Output of Model is nan every time

Hi all.
I’m new to Pytorch. I’m trying to build my own classifier. I have a dataset with nearly 30 thousand images and 52 classes and each image has 60 * 80 size.
This is my network (I’m not sure about the number of neurons in each layer).

class my_network(nn.Module):
    
    def __init__(self, class_num, act=F.relu):
        
        super(my_network, self).__init__()
        
        self.layer1 = nn.Linear(1 * 60 * 80, 50 * 30 * 40)
        self.act1 = act 
        
        self.layer2 = nn.Linear(50 * 30 * 40, 70 * 10 * 15)
        self.act2 = act 
        
        self.layer3 = nn.Linear(70 * 10 * 15, 90 * 5 * 8)
        self.act3 = act
        
        self.layer4 = nn.Linear(90 * 5 * 8, 80)
        self.act4 = act
        
        self.layer5 = nn.Linear(80, class_num)
        
    def forward(self, x):

        x = x.view(x.size(0), -1)

        x = self.layer1(x)
        x = self.act1(x)

        x = self.layer2(x)
        x = self.act2(x)

        x = self.layer3(x)
        x = self.act3(x)

        x = self.layer4(x)
        x = self.act4(x)

        x = self.layer5(x)
        return x

I’m using Cuda for my model, CrossEntropyLoss for my criterion, and SGD for my optimizer.

model = my_network(len(classes))
model = model.to(device)

learning_rate = 0.01
criterion = nn.CrossEntropyLoss()
optimizer = torch.optim.SGD(model.parameters(), lr=learning_rate)

I use the following code for training my model.

for epoch in range(num_epochs):
      train_loss = 0.
 
      for images, labels in train_loader:
          
        images = images.to(device)
        labels = labels.to(device)
      
        optimizer.zero_grad()

        outputs = model(images)
        print(outputs)
        loss = criterion(outputs, labels)

        loss.backward()
        
        optimizer.step()

     
        train_loss += loss.item()
    
      average_loss = train_loss / len(train_loader)

And when I run this, I get nan in output.

tensor([[nan, nan, nan,  ..., nan, nan, nan],
        [nan, nan, nan,  ..., nan, nan, nan],
        [nan, nan, nan,  ..., nan, nan, nan],
        ...,
        [nan, nan, nan,  ..., nan, nan, nan],
        [nan, nan, nan,  ..., nan, nan, nan],
        [nan, nan, nan,  ..., nan, nan, nan]], device='cuda:0',

also, I don’t want to use normalization for my data and I want to use them in this manner.
my inputs do not have any nan or inf value.
what am I doing wrong?

Hi,

Do you see how your loss is changing before you get nan?

If your inputs are not normalized, you might need to reduce the learning rate more to ensure that the training is stable.

1 Like

That seems odd.
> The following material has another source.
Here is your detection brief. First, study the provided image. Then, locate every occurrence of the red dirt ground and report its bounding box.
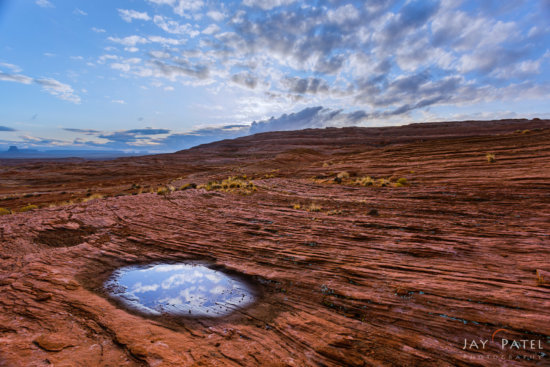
[0,120,550,366]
I can’t find anything in your case that would cause your error (expect that there would be something weird with the data). Have you tried to overfit one a single example before training on your entire dataset?

Also I think you could make your network a little cleaner (or I’m not sure why you use act):

class my_network(nn.Module):
    def __init__(self, num_classes):
        super(my_network, self).__init__()

        self.layer1 = nn.Linear(1 * 60 * 80, 50 * 30 * 40)
        self.layer2 = nn.Linear(50 * 30 * 40, 70 * 10 * 15)
        self.layer3 = nn.Linear(70 * 10 * 15, 90 * 5 * 8)
        self.layer4 = nn.Linear(90 * 5 * 8, 80)
        self.layer5 = nn.Linear(80, num_classes)

    def forward(self, x):
        x = x.view(x.size(0), -1)
        x = F.relu(self.layer1(x))
        x = F.relu(self.layer2(x))
        x = F.relu(self.layer3(x))
        x = F.relu(self.layer4(x))
        out = self.layer5(x)
        return out

model = my_network(num_classes=52)

I was also thinking that since you’re training on images it would probably be beneficial from a performance viewpoint to use convolutional neural networks rather than a fully connected (but perhaps something you can do after you’ve identified the error).

Hi, why unnormalized inputs will cause the model to diverge?

1 Like

Hello man, I ones had the same problem, I was getting Nans all the time. Lastly I found out that my data contains nans. Run the below command to check if your data contains Nans

outputs = model(images)
check = int((outputs != outputs).sum())
if(check>0):
    print("your data contains Nan")
else:
    print("Your data does not contain Nan, it might be other problem")
1 Like

Similarly, you can replace outputs with the loss or label in the code I sent to check where nan is coming from.

I restarted my system and it started training. I think even the GPU messes up.

Ensure no outputs from the model are 0. Cross entropy fails with 0 and negatives.